Becoming a Swamp Master 

It is clear from Groopman’s account that Burnside was a “Swamp Master:”  He knew where to start, how to make sense of what was happening, and what to do when he defined the problem. If he had been wrong in his first diagnosis, he would have tried something else, and then something else after that.  Burnside’s sudden and unexpected appearance with his calm, purposeful response to Mr. Morgan’s crisis can give us confidence that it is possible to not only  survive in the swamp,  but to do Good Work there, and even to flourish.

In a world full of wicked problems, our challenge is to become a Swamp Master!

Becoming a “swamp master” means,  at a minimum, the following: Understanding the differences between high ground and swamp; becoming reasonably comfortable amid the  muck and the chaos and the “hurly- burly” of the swamp; being fully aware that different rules apply; possessing the skills of gathering information about the “mess;”  making sense of it in order to determine the nature of the problem;  having the ability to involve others in collaborative work;  identifying and defining “a problem;”  giving it a name;  working with others to put together an action plan; then going to work to make a difference.

While there are different degrees of “Swampness,” all the way from mild encounters to major crises, any journey toward becoming a Swamp Master will require one to pass through these stages of  learning:

 Survival;

Muddling Through;

Coping;  

Managing;

Flourishing.

It is not an easy road.  Not everyone who takes it is successful.  Many people find themselves stuck in one stage or another, most often the stage of  Muddling Through.

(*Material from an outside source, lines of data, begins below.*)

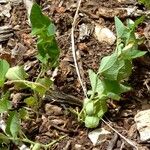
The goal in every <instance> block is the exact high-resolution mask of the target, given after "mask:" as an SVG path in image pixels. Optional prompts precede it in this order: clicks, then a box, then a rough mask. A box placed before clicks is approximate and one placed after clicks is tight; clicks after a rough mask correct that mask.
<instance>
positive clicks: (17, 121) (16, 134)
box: [0, 4, 63, 150]
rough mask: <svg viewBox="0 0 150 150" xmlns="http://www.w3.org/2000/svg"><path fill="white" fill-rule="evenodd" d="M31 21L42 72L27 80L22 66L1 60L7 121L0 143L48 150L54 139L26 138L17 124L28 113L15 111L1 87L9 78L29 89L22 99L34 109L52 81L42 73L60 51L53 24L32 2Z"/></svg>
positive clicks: (50, 68)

What’s more, the road to becoming a Swamp Master is one that has no end.  Each time we enter a new “swamp” situation, we find ourselves back at Survival Mode, starting over.  There are, however, insights, approaches and skills that we can learn along the way and then take with us as we struggle, skills and insights that will provide us with huge advantages as we make our moves from Surviving to Flourishing.  We can learn to become Swamp Masters!

 

 

 

 

One thought on “Dr. Groopman Discovers the Swamp

  1. Brently McElroy

    Dr. Groopman after years of learning and studying to be a doctor he wasn’t prepared to the real-world situations where all his learning would come into play. Doing a “Groopman” is something we all share when we attempt to apply the knowledge and skills we learned in the classroom to the real world. Our learning and our preparations shows us an inside view of the swamp and what it’s like. We don’t get into the swamp until we are done with school and began learning in the real world.

    Everybody at one time was doing a “groopman”, but instead you want to do a “burnside” doing a “burnside” is acting with confidence and competence as we grapple with wicked problem, which is crucial to success in the swamp. Once you do a “burnside” you become a “swamp master” to be a swamp master means that you understand the difference between high ground and the swamp. The swamp is the ugly, spontaneous, messy, difficult learning that teaches you about the real world or the problem. The ground is looking into the swamp understanding what the ugly, spontaneous, messy, difficult problem. Once there is understanding there is knowing the solutions and implementing them to solve the problem.